К тому же скандал с Эйхманом, который принял какие-то небывалые масштабы. Мой успех в Колумбии был пирровой победой, поскольку дал израильскому правительству и еврейским организациям, которыми оно управляет, повод удвоить старания. Так что сейчас, в том числе и для того, чтобы ограничить мою работу в академической среде, специально из Иерусалима сюда прислали Эрнста Симона4
, он разъезжает по университетам, чтобы настроить против меня «Гилель» – еврейскую студенческую организацию под управлением рабби, которая есть в каждом университете и в большинстве колледжей. На прошлой неделе он устроил выступление в Чикаго – с поразительной агрессией прибегая к невероятной лжи. Местный рабби был этому совсем не рад – но что он мог поделать? Он был вынужден следовать поручению Нью-Йорка, и его убедили в том, что в случае отказа он потеряет работу. За несколько недель до нового года Антидиффамационная лига5 отправила всем рабби страны циркуляр (мне об этом рассказали, сама я его не видела) с призывом проповедовать против меня. Они этого не сделали, но тем не менее!

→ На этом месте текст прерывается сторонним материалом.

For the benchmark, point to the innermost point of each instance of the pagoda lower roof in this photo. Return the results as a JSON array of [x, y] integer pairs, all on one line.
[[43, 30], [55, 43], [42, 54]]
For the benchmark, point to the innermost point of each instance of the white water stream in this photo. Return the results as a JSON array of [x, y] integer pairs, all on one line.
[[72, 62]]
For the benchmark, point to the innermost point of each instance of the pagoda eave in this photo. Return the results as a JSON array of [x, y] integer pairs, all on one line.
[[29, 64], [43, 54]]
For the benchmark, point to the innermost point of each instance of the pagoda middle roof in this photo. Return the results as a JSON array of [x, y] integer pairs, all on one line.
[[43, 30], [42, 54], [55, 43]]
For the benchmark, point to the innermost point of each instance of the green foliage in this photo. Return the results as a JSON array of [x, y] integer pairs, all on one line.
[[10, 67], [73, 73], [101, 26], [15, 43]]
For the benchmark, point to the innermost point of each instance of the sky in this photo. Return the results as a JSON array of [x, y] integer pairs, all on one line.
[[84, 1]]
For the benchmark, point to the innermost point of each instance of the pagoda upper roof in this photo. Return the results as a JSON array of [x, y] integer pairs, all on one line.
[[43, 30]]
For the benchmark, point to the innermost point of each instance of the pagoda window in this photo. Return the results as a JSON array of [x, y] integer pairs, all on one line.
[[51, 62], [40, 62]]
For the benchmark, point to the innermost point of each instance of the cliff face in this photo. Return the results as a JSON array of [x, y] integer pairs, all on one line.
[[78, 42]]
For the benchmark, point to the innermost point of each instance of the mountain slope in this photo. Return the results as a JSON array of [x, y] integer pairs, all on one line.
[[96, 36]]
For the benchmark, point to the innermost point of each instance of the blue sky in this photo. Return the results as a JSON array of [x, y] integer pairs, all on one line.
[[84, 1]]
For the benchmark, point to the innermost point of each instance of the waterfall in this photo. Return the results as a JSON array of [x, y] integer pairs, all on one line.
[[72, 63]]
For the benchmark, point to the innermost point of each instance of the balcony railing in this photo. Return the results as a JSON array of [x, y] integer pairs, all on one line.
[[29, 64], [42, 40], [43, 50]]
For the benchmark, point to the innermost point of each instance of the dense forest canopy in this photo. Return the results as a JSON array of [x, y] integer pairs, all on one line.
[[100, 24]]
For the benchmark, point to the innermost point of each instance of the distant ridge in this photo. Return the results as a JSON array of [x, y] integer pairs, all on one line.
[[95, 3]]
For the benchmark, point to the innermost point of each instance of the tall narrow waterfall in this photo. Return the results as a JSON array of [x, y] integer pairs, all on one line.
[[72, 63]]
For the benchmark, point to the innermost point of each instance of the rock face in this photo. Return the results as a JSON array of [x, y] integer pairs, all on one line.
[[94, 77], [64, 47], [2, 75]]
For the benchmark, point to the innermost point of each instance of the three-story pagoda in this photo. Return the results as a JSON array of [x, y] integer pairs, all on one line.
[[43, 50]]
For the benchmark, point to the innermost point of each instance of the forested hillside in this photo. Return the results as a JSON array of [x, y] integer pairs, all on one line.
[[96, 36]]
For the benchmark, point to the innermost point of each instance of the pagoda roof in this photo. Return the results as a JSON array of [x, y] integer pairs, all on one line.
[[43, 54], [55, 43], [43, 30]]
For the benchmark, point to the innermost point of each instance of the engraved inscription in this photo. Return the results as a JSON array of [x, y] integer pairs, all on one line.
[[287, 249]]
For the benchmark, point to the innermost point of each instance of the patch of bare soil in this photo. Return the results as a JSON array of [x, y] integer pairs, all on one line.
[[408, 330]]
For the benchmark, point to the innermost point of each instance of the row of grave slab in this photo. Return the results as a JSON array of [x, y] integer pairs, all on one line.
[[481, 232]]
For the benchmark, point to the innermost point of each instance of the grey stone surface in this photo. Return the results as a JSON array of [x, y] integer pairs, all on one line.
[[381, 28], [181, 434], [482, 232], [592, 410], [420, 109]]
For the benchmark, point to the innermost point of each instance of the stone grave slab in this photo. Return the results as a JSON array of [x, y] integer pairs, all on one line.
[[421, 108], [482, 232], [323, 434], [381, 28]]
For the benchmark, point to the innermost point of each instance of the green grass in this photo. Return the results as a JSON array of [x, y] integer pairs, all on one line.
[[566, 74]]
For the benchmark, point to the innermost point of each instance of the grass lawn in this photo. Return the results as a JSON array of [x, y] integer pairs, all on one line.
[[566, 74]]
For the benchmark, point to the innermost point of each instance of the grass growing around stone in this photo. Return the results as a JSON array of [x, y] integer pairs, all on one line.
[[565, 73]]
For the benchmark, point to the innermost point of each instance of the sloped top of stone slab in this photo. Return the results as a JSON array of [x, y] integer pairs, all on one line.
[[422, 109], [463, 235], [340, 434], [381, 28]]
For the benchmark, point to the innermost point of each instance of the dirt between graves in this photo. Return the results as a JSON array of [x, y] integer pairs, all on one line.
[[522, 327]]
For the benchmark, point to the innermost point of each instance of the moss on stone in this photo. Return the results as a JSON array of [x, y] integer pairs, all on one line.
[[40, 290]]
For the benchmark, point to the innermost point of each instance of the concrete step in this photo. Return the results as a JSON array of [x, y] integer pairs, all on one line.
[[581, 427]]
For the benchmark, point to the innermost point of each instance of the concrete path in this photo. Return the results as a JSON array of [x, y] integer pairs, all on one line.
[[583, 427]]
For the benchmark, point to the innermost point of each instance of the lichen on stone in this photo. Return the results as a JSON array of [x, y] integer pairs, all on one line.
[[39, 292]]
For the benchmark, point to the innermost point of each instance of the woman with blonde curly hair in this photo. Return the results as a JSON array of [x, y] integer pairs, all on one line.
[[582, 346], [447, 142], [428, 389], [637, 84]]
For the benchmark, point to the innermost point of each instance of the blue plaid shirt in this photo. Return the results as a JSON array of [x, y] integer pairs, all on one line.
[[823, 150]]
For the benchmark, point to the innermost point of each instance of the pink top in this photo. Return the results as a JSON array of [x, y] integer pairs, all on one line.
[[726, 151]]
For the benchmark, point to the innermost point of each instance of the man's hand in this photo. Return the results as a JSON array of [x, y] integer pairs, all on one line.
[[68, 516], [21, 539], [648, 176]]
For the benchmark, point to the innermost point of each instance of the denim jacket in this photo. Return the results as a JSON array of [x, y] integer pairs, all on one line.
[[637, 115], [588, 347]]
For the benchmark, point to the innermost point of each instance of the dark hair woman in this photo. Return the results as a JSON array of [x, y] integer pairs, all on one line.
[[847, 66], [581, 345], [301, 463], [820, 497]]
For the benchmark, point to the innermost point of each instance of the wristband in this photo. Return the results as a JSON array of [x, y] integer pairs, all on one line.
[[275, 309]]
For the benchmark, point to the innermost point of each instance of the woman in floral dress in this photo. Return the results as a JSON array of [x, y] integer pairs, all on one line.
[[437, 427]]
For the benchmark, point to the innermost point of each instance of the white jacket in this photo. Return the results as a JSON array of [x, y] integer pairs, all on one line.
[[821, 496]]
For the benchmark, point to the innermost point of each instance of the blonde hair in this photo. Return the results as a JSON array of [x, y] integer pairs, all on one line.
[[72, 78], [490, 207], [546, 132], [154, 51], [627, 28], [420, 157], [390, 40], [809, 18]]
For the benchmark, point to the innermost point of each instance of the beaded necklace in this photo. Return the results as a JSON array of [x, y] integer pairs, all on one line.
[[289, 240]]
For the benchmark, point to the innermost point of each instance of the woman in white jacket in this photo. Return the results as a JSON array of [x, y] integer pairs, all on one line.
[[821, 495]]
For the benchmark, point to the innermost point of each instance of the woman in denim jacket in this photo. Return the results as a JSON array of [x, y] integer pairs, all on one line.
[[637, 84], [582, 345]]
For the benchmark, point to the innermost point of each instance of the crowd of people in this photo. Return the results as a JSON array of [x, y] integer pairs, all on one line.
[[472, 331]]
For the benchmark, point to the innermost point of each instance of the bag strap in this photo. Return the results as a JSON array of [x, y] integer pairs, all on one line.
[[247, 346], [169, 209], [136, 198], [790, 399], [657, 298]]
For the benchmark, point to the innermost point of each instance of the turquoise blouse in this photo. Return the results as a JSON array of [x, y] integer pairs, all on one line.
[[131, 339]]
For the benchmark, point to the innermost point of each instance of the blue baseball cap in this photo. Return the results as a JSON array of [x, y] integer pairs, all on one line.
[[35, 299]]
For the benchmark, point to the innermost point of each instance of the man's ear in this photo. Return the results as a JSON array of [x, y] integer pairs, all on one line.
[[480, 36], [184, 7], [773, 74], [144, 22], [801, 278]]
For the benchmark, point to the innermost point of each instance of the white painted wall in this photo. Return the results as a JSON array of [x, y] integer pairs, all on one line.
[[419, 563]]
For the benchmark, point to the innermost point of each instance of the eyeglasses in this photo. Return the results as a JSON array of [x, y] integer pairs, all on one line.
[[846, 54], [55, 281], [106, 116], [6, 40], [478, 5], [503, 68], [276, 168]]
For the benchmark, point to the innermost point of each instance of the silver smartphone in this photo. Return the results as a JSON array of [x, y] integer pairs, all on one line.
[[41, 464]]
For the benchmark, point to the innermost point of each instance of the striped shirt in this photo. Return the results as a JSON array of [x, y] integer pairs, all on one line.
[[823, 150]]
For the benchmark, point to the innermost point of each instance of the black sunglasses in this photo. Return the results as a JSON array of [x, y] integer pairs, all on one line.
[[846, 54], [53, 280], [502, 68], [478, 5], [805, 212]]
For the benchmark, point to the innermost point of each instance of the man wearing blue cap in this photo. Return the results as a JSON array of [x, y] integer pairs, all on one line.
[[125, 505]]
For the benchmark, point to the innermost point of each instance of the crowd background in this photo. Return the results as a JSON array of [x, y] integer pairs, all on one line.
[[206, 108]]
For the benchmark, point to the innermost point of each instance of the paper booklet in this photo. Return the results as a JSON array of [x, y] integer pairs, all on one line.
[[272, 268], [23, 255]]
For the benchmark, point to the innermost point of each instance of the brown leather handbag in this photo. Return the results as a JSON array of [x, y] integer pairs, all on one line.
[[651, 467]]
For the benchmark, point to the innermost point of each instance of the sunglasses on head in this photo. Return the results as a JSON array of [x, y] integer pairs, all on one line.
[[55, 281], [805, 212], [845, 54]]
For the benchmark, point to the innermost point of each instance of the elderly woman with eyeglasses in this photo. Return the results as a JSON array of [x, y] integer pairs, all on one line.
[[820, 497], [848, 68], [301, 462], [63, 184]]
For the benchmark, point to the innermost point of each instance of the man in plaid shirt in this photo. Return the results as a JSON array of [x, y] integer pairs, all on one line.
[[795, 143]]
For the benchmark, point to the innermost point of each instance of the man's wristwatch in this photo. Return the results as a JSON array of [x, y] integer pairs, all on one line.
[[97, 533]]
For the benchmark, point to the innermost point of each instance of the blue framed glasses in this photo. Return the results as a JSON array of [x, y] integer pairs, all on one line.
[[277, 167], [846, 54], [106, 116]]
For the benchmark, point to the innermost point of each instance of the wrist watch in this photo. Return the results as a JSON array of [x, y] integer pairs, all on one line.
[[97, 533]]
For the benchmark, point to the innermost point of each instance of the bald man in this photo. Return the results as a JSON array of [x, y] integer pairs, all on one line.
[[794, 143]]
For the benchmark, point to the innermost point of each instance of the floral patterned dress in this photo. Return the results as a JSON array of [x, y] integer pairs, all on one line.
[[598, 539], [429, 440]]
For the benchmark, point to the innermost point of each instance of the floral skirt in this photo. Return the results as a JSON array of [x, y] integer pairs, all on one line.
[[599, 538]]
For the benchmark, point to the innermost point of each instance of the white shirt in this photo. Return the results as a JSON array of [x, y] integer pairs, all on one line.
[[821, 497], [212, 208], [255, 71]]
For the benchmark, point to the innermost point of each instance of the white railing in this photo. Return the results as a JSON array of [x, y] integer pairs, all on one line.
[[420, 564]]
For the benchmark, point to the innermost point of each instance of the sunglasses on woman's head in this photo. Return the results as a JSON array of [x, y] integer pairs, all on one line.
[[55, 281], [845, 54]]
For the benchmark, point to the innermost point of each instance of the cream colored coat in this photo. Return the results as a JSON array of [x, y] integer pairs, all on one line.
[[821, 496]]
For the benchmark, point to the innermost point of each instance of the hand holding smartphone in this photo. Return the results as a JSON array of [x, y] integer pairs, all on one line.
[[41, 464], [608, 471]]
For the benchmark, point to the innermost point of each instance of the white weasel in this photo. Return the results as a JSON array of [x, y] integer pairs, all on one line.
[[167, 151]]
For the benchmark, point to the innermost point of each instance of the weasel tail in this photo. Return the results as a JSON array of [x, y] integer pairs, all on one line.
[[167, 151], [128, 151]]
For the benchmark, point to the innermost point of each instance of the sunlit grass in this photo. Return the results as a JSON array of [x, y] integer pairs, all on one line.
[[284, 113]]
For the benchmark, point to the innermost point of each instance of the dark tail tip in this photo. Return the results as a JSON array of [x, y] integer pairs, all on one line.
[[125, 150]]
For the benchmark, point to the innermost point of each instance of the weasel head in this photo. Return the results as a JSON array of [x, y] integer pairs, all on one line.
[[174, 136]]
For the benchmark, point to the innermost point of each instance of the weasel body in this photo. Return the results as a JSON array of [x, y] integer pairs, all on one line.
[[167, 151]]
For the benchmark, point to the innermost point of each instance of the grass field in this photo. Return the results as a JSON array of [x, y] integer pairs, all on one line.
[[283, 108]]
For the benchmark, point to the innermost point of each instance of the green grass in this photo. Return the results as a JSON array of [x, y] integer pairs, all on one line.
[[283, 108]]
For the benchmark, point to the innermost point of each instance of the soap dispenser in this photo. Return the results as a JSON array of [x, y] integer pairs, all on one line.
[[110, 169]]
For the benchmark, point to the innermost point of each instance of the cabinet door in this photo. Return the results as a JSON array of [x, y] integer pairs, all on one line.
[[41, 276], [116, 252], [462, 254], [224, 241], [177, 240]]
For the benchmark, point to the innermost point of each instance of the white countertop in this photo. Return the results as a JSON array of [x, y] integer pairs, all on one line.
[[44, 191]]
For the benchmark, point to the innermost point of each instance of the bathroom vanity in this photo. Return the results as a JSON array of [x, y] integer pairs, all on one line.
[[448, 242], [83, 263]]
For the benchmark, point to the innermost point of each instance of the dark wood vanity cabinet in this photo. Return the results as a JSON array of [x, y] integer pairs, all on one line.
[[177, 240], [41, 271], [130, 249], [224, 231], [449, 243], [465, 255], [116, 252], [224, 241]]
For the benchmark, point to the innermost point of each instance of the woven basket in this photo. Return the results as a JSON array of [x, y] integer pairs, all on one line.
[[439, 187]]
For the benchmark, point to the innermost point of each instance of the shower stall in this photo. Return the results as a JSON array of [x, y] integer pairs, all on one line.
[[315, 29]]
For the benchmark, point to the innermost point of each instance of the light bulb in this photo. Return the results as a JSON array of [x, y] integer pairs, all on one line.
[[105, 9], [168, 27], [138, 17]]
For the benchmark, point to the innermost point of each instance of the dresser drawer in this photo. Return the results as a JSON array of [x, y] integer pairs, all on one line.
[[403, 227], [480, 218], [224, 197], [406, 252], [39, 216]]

Те, кто решил публично высказаться в мою защиту, по большей части не-евреи, на домашний адрес вместе с личным письмом получают пропагандистские материалы, причем письмо отправлено от имени «премьер-министра»6 Израиля. Один из крупнейших местных журналов, Look Magazine, в конце июля собирался опубликовать об этом большой материал. Они предложили одного известного нееврейского репортера. Мой издатель, как и New Yorker, посчитал, что я должна согласиться (ответить на вопросы в письменной форме на определенных условиях). Им казалось, речь идет о крайне корректном предприятии. Но позже Look поручил работу совершенно другому журналисту, еврею, который брал интервью исключительно у тех, кто успел высказаться против меня. И прислал мне список крайне провокационных вопросов. Сперва я на все ответила, но мое издательство и New Yorker решили, что разумнее было бы не соглашаться. Я ничуть не сомневаюсь, что еврейские организации прознали что-то о намерениях Look и решили вмешаться. Вот лишь пара примеров, и у меня найдется масса других. Это классический пример репутационного убийства. Методы всегда одни и те же: кто-то предполагает, я сказала нечто, чего никогда не говорила, чтобы дискредитировать то, что я сказала на самом деле. Прямо сейчас они выставляют немецкое издание книги источником настоящей опасности, потому что я избавила немцев от ответственности; импликация: на кону стоит выплата компенсаций.Подобные кампании невероятно влиятельны. Многие только и ждут победителя, к которому можно примкнуть – в поддержку чего-то или против, – к тому же каждый, кто по каким бы то ни было причинам высказывается «против меня» получает значительные преимущества благодаря поддержке организаций и фондов. Так что не только газеты вроде New York Times
выбирают рецензентов для книги либо из тех, на кого нападала я (например Мусманно7), либо из тех, кто успел высказаться против меня, но так же поступают и все газеты, которые либо находятся под управлением евреев, либо подчиняются еврейским организациям. Все это принимает самые разнообразные формы. Еврейские литераторы, которые никогда в жизни не заботились о делах евреев, становятся «экспертами». Те, кто поддерживает меня, пишут частные письма – на публичность никто уже не решается. И это справедливо. Подобные публикации в высшей степени опасны, поскольку хорошо организованная свора бросается на любого, кто рискнет хоть о чем-то высказаться вслух. В конце концов каждый верит в то, во что верят все, – в жизни так бывает очень часто. Старая история о дозорном на башне, который передает неверное известие: враг идет, после чего в одиночку бежит на защиту стены – справедлива как никогда.Ты говоришь, кажется, будто я угодила в западню. Действительно, так и есть. Каждая история оказалась ловушкой. Как и переписка с Шолемом8
, которому я так искренне ответила – а потом он исчез, чтобы поднять из-за этой грязной истории страшный шум в Zürcher Zeitung и Encounter. И это привело, кажется, только к заражению тех слоев, что пока не были поражены эпидемией лжи. И все играют в эти игры. Я ничего не могу с этим поделать. Шолем хотел публиковаться во что бы то ни стало, и, разумеется, я предположила, что он выберет тель-авивский Mitteilungsblatt, который казался мне совершенно безобидным. Сперва он так и сделал, но затем использовал все свои связи, чтобы кричать об этом на каждом углу.